NPR - The 3 year gamble

I retired December 2005, two to three years earlier than originally planned. I had crunched the number for my annuity, Thrift Saving Plan, and the cost of living. Or so I had thought then, once in the fall of 2004 at a retirement workshop and again in the fall of 2005. After weighing the costs of retirement and continuing to work, I left. If I manage my money, I won't have to work except for myself doing what I love and want to do with the rest of my life.

So, as a mental exercise I asked if I had stayed to December 2008, would I be better off, both financially, or worse off by the lost time while fighting to keep my career alive at the hands of a disagreeable boss. In the fall of 2005 I had won an appeal over my performance evaluation, and even though the unsatisfactory rating (one of 5 sections) was overturned by the regional personnel office, granting me my better than satisfactory rating again, it was clear my career was toast.

Since I was past retirement eligible to transfer, meaning any transfers would require a minium three year agreement to stay (not legally binding and more a personal one), I was looking at seeing my job description being redefined even more as all the work I had done and built a reputation on help the office and agency was slowly being transferred to other employees and my work pushed to stuff I long hated.

In short, I was facing the next 2-3 years of hating my work and my boss even more. So, I retired. But has it been worth the financial losses?
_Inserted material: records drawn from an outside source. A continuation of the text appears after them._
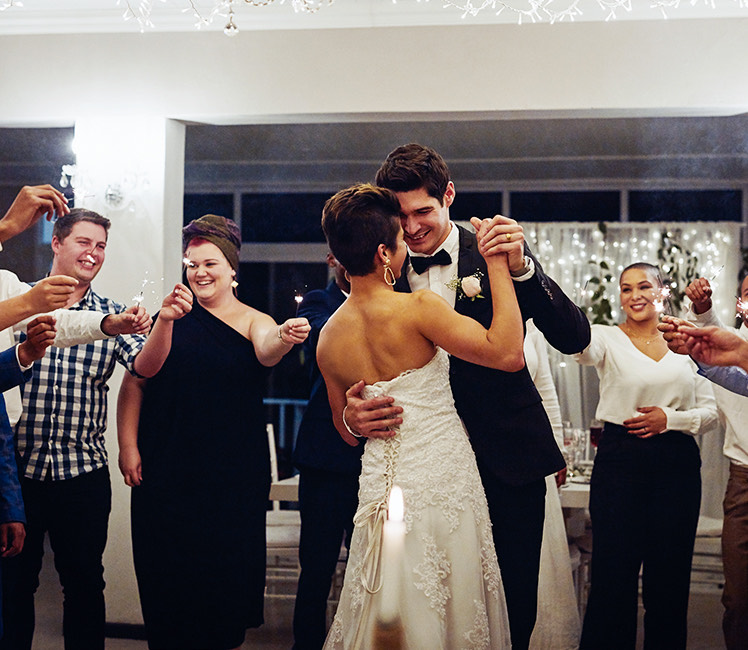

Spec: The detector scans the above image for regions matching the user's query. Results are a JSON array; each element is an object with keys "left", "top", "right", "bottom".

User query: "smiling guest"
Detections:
[
  {"left": 573, "top": 262, "right": 719, "bottom": 650},
  {"left": 1, "top": 208, "right": 153, "bottom": 650},
  {"left": 117, "top": 214, "right": 309, "bottom": 650}
]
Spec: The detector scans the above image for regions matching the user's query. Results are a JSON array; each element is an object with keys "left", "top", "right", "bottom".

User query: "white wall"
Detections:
[{"left": 1, "top": 19, "right": 746, "bottom": 127}]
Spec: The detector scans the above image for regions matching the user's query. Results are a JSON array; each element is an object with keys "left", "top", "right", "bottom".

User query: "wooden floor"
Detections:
[{"left": 31, "top": 540, "right": 727, "bottom": 650}]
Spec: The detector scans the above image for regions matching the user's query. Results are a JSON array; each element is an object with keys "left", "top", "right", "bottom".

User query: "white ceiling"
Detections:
[{"left": 0, "top": 0, "right": 745, "bottom": 35}]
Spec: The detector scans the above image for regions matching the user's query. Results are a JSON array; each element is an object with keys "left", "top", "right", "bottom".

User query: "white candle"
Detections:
[{"left": 379, "top": 485, "right": 406, "bottom": 625}]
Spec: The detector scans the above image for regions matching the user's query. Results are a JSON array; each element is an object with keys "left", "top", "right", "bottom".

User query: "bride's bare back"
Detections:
[{"left": 319, "top": 290, "right": 438, "bottom": 389}]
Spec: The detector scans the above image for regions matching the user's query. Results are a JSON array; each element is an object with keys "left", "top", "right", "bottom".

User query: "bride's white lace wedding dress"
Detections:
[{"left": 323, "top": 348, "right": 511, "bottom": 649}]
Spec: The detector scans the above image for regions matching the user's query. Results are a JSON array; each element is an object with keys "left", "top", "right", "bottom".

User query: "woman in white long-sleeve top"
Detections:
[{"left": 574, "top": 262, "right": 718, "bottom": 650}]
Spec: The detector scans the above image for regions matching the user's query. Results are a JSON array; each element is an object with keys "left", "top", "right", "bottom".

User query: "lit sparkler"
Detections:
[
  {"left": 132, "top": 273, "right": 149, "bottom": 306},
  {"left": 709, "top": 265, "right": 725, "bottom": 281},
  {"left": 653, "top": 286, "right": 671, "bottom": 313}
]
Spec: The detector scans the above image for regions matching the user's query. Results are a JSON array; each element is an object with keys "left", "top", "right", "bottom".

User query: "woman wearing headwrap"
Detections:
[{"left": 117, "top": 214, "right": 309, "bottom": 650}]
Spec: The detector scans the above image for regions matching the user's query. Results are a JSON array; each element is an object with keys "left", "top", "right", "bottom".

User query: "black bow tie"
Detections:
[{"left": 410, "top": 249, "right": 452, "bottom": 275}]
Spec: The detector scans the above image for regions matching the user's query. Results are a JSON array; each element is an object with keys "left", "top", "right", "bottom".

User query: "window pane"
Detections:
[
  {"left": 451, "top": 192, "right": 503, "bottom": 223},
  {"left": 511, "top": 191, "right": 620, "bottom": 222},
  {"left": 237, "top": 261, "right": 328, "bottom": 399},
  {"left": 629, "top": 190, "right": 742, "bottom": 222},
  {"left": 184, "top": 193, "right": 234, "bottom": 225},
  {"left": 241, "top": 193, "right": 328, "bottom": 243}
]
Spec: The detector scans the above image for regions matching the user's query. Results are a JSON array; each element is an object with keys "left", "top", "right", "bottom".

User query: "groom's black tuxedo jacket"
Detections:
[{"left": 395, "top": 224, "right": 591, "bottom": 486}]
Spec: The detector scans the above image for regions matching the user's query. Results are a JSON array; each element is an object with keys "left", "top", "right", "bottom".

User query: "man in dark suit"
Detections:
[
  {"left": 291, "top": 253, "right": 363, "bottom": 650},
  {"left": 344, "top": 144, "right": 591, "bottom": 650}
]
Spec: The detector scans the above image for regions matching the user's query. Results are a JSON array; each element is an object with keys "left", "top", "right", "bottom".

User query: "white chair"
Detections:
[{"left": 265, "top": 423, "right": 301, "bottom": 598}]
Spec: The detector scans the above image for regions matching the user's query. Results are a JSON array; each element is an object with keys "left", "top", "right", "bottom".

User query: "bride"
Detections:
[{"left": 317, "top": 183, "right": 524, "bottom": 649}]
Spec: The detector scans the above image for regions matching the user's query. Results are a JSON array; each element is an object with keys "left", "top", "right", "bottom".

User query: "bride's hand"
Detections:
[{"left": 471, "top": 215, "right": 524, "bottom": 271}]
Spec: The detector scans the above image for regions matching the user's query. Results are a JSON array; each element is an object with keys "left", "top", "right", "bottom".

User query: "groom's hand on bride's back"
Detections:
[{"left": 345, "top": 380, "right": 402, "bottom": 439}]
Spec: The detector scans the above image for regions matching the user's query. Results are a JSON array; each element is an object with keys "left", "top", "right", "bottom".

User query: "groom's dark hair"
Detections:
[
  {"left": 321, "top": 183, "right": 401, "bottom": 277},
  {"left": 375, "top": 143, "right": 451, "bottom": 205}
]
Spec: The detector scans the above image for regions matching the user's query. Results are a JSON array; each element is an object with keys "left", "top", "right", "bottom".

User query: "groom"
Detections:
[{"left": 345, "top": 143, "right": 590, "bottom": 650}]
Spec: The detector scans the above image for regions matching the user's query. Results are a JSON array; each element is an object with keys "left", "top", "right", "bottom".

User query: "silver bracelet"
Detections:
[
  {"left": 342, "top": 406, "right": 365, "bottom": 439},
  {"left": 277, "top": 325, "right": 284, "bottom": 342}
]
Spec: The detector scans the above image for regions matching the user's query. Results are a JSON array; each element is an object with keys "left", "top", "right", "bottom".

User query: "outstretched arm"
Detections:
[
  {"left": 679, "top": 325, "right": 748, "bottom": 372},
  {"left": 251, "top": 314, "right": 310, "bottom": 367},
  {"left": 0, "top": 185, "right": 69, "bottom": 245},
  {"left": 0, "top": 275, "right": 78, "bottom": 332},
  {"left": 132, "top": 284, "right": 193, "bottom": 378}
]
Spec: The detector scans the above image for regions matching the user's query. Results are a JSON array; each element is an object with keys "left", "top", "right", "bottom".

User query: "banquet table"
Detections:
[{"left": 270, "top": 474, "right": 590, "bottom": 509}]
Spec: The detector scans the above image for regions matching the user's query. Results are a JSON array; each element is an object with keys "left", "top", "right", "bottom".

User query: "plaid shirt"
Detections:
[{"left": 14, "top": 287, "right": 146, "bottom": 481}]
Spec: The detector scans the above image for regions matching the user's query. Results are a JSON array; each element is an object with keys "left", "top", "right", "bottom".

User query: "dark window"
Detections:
[
  {"left": 511, "top": 191, "right": 620, "bottom": 222},
  {"left": 241, "top": 193, "right": 328, "bottom": 243},
  {"left": 451, "top": 192, "right": 503, "bottom": 223},
  {"left": 237, "top": 261, "right": 328, "bottom": 399},
  {"left": 629, "top": 190, "right": 742, "bottom": 222},
  {"left": 183, "top": 193, "right": 235, "bottom": 225}
]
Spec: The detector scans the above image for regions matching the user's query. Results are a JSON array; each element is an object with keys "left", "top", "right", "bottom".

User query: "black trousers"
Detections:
[
  {"left": 478, "top": 460, "right": 547, "bottom": 650},
  {"left": 0, "top": 467, "right": 111, "bottom": 650},
  {"left": 292, "top": 467, "right": 359, "bottom": 650},
  {"left": 580, "top": 424, "right": 701, "bottom": 650}
]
Well, for one when I crunched the numbers then and recently I discovered the estimates of my annuity were quite accurate, with $100 of my monthly net income. The loss from annual salary increases and years for seniority were pretty much covered by the annual cost of living increases in the annuity.

For another I discovered that my TSP portfolio was worth about the same when I cashed it out as it would be now, even after the 3 years of additional contributions. The financial meltdown and stock market drop overshadowed any gains from contributions.

And lastly I discovered the only money I really lost was the 20% net income drop from my salary versus my annuity.

So it boils down to was that 20% worth the time? And the answer is a resounding yes. If I had to start now what I started then, it would have cost more (photography business and projects) and delayed other plans where my health and fitness become significant issues. I have no doubt I'm not where I wanted or even hoped to be, but I'm confortable with what I've accomplished and done.

And now I have those three years behind me as experience and have lost the stress and strain of the work environment I left. The only career and job tension now is self-created, by me to do and learn more and continue with my photography and life in the direction I love and wanted.

There isn't a paycheck they could have given me to change that. I miss some things about my former career, especially the role the USGS plays in people's lives in this country, and with the many colleagues I left, the hydrologic technicians who are the best at providing the basic water resources data this country needs and uses everyday. I miss them and I miss being a part of that.

But that's all I miss because I love working and learning photography, working on making a personal photography business, and working on my photography projects, the Mt. Rainier photography guide and the early (1880-1920) history of Mt. Rainier National Park. I have those three years of work on the long path of my life to do more. There is no end here, only my end when time runs out and my God says it's time and I've done good.

That's something money can't buy, the freedom to be and do without reservations or restrictions, just mine own. And so far I'd say I've won the bet. Time and gravity are another matter, as no one wins those bets, only God.